March 18, 2009
Review in a Hurry: The latest remake of an old story, in which escaped criminals unknowingly seek shelter at the home of their latest victim's parents, The Last House on the Left wallows in sick sadism while missing the point completely.
The Bigger Picture: Beware, teenage girls, if you try to score some drugs without telling your parents, you will be raped and murdered! But if it's any consolation, your parents will then torture those responsible to death.
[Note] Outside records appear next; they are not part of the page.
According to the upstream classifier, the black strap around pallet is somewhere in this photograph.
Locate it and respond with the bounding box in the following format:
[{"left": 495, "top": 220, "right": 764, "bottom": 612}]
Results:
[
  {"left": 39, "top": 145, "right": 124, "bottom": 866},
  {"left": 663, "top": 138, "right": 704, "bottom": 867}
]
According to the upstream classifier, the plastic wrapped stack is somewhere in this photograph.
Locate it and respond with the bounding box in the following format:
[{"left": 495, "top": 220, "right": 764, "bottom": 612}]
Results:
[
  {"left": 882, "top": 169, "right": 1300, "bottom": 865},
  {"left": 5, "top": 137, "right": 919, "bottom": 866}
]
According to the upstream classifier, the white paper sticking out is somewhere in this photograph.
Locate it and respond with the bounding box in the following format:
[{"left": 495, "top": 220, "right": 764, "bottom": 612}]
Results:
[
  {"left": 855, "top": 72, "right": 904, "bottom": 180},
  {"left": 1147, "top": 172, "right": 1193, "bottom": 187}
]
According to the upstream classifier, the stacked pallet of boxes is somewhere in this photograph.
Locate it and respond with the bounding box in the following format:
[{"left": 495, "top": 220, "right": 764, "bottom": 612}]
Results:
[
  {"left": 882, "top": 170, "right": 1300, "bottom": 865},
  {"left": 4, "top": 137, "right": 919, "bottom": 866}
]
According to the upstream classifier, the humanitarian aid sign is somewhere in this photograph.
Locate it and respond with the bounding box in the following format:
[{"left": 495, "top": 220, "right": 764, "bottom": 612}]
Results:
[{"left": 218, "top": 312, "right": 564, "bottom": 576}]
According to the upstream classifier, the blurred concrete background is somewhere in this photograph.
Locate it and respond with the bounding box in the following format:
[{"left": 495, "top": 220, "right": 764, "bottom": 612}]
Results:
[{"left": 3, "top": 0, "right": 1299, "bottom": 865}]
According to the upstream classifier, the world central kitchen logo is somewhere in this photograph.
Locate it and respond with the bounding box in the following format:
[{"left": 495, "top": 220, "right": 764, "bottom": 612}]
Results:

Such is the essential storyline of the 1972 version of The Last House on the Left, and with minor modifications, this one too.
The rape-and-revenge movie is the ugly bastard stepchild in the family tree of horror-at best, it can be an artful indictment of all humanity (Gaspar No's Irreversible); at worst, the misogynist indulgence of a demented director's nasty fantasies (David DeFalco's Chaos).
And yet, the basic story has been part of human culture for centuries-The Last House on the Left may be most immediately based on Wes Craven's directorial debut, but that in turn was a loose remake of Ingmar Bergman's 1960 film The Virgin Spring, which itself was adapted from a medieval ballad, so obviously we remain fascinated by the tale. Yet what Craven and Bergman understood that the latest director Dennis Iliadis does not, is that the story is fundamentally anti-violence-the sympathetic father figure becomes somewhat horrific himself when in the throes of vengeance.
Iliadis also seems uninterested in larger themes: Where Bergman questioned the nature of God and Craven inserted some off-kilter social satire, all we have here is the brutality, amped-up so that every punch landed will make you wince.
Not to spoil any more than the film's trailer already has, but, though the carnage is more graphic than ever before, the body count is also lower, allowing for an attempt at a cop-out "happy" ending of sorts. But when a movie so punishes the audiences in the first half that they cheer for graphic torture in the second, it'd be nice if the story actually stopped to consider the morality of such, if only for a moment.
The 180-a Second Opinion: Taken purely on its own terms, the movie succeeds at everything it sets out to do: The acting and cinematography are tops, and the violence brutal. But unless you're a masochist, the result is no fun at all (and this is coming from a fan of the Saw and hostel movies).